Shannon was terrified. Why had they put her on a bucking horse? They knew she couldn’t ride. It was cruel!

But she sat there with tight-pressed lips and uttered no sound. She recalled every word that Custer had said to her, and she did not jerk, though some almost irresistible power urged her to. She just pulled, and as she pulled she glanced about to see if they were rushing to her rescue. Great was her surprise when she discovered that no one was paying much attention to her or to the mad actions of her terrifying mount.

Suddenly it dawned upon her that she had neither fallen off nor come near falling off. She had not even lost a stirrup. As a matter of fact, the motion was not even uncomfortable. It was enjoyable, and she was in about as much danger of being thrown as she would have been from a rocking chair as violently self-agitated.

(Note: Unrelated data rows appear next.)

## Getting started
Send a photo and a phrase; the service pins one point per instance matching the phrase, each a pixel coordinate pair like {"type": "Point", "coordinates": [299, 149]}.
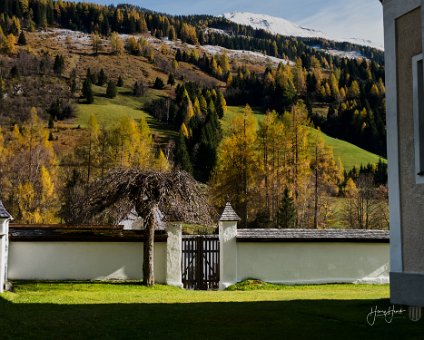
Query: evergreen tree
{"type": "Point", "coordinates": [102, 78]}
{"type": "Point", "coordinates": [138, 89]}
{"type": "Point", "coordinates": [59, 64]}
{"type": "Point", "coordinates": [171, 79]}
{"type": "Point", "coordinates": [182, 157]}
{"type": "Point", "coordinates": [158, 84]}
{"type": "Point", "coordinates": [22, 39]}
{"type": "Point", "coordinates": [87, 92]}
{"type": "Point", "coordinates": [287, 212]}
{"type": "Point", "coordinates": [111, 90]}
{"type": "Point", "coordinates": [120, 82]}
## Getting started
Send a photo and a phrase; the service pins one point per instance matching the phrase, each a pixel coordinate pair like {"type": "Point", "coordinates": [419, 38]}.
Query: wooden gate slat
{"type": "Point", "coordinates": [200, 262]}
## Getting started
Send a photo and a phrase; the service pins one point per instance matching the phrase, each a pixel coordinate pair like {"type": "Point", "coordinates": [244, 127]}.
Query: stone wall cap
{"type": "Point", "coordinates": [312, 235]}
{"type": "Point", "coordinates": [3, 211]}
{"type": "Point", "coordinates": [229, 214]}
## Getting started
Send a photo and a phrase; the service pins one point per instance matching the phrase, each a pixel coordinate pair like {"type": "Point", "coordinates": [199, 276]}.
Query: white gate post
{"type": "Point", "coordinates": [4, 245]}
{"type": "Point", "coordinates": [228, 247]}
{"type": "Point", "coordinates": [173, 255]}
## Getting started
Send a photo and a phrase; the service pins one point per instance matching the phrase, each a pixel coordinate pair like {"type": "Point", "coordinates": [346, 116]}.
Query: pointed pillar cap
{"type": "Point", "coordinates": [229, 214]}
{"type": "Point", "coordinates": [3, 211]}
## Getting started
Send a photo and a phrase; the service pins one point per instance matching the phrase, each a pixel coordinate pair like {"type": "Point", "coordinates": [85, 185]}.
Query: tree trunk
{"type": "Point", "coordinates": [149, 244]}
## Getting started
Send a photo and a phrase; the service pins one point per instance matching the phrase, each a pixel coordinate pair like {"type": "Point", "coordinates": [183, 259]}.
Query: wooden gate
{"type": "Point", "coordinates": [200, 262]}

She laughed then, and in the instant all fear left her.

She saw Eva mount from the ground, and noted that the stableman was not even permitted to hold her restive horse, much less to assist her in any other way. Custer swung to the saddle with the ease of long habitude. The colonel reined to her side.

“We’ll let them go ahead,” he said, “and I’ll give you your first lesson. Then I’ll turn you over to Custer—he and Eva can put on the finishing touches.”

“He wants to see that you’re started right,” called the younger man, laughing.

“Popsy just wants to add another feather to his cap,” said Eva. “Some day he’ll ‘point with pride’ and say, ‘Look at her ride! I gave her her first lesson.’”

“Here come Mrs. Evans and Guy!”

As Mrs. Pennington spoke, they saw two horses rounding the foot of the hill at a brisk canter, their riders waving a cheery long-distance greeting.